One important fact about the normal distribution is that 95% of the probability mass is covered by approximately plus/minus 1.96 times the standard deviation about the mean. Thus, the range \(\mu\pm 1.96\times \sigma\) will cover approximately 95% of the area under the curve. We will approximate this by talking about \(\mu\pm 2\times \sigma\).
As in the discrete example, the PDF, CDF, and inverse of the CDF allow us to ask questions like:
- What is the probability of observing values between some range \(a\) and \(b\) from a Normal distribution with mean \(\mu\) and standard deviation \(\sigma\)? We can compute the probability of the random variable lying between 1 and minus infinity:
pnorm(1, mean = 0, sd = 1)
## [1] 0.8413
Notice here that the probability of any point value in a PDF is always 0. This is because the probability in a continuous probability distribution is defined to be the area under the curve, and the area under the curve at any single point on the x-axis is always 0. The implication here is that we can only ask about probabilities between a range of values; e.g., the probability that \(Y\) lies between \(a\) and \(b\), or \(P(a<Y<b)\), where \(a\neq b\). Also, notice that \(P(a<Y<b)\) and \(P(a\leq Y\leq b)\) will be the same probability, because of the fact that \(P(Y=a)\) or \(P(Y=b)\) both equal 0.
- What is the quantile \(q\) such that the probability is \(p\) of observing that value \(q\) or something less (or more) than it?
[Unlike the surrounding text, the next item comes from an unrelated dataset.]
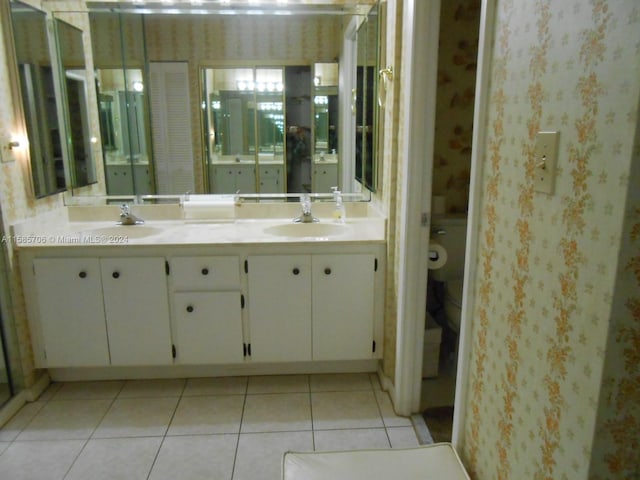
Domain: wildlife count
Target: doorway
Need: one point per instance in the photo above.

For example, we can work out the quantile \(q\) such that the probability of observing \(q\) or something less than it is 0.975, in the Normal(500,100) distribution. Formally, we would write this as \(F(a)=P(Y<a)\).
qnorm(0.975, mean = 500, sd = 100)
## [1] 696
The above output says that the probability that the random variable is less than \(q=696\) is 97.5%.
- Generating simulated data. Given a vector of \(n\) independent and identically distributed data \(y\), i.e., given that each data point is being generated independently from \(Y \sim Normal(\mu,\sigma)\) for some values of the parameters \(\mu,\sigma\), the maximum likelihood estimates for the expectation and variance are
\[\begin{equation} \bar{y} = \frac{\sum_{i=1}^n y_i}{n} \end{equation}\]
\[\begin{equation} Var(y) = \frac{\sum_{i=1}^n (y_i- \bar{y})^2}{n} \end{equation}\]
As an aside, keep in mind that the formula for variance in R
is slightly different: it divides by \(n-1\) instead of \(n\).
\[\begin{equation} Var(y) = \frac{\sum_{i=1}^n (y_i- \bar{y})^2}{n-1} \end{equation}\]
The reason for this difference is simply that division by \(n-1\) leads to a so-called unbiased estimate of the variance.
Let’s simulate some sample data from a Normal distribution and compute estimates of the mean and variance.
Let’s generate \(10\) data points using the rnorm
function, and then compute the mean and variance from the simulated data:
<- rnorm(10, mean = 500, sd = 100)
y mean(y)
## [1] 543.1
var(y)
## [1] 8037
As mentioned earlier, depending on the sample size, the sample mean and sample variance from a particular sample may or may not be close to the true values of the respective parameters, despite the fact that these are maximum likelihood estimates. The estimates of the mean and variance from a particular sample will be close to the true values of the parameters as the sample size goes to infinity.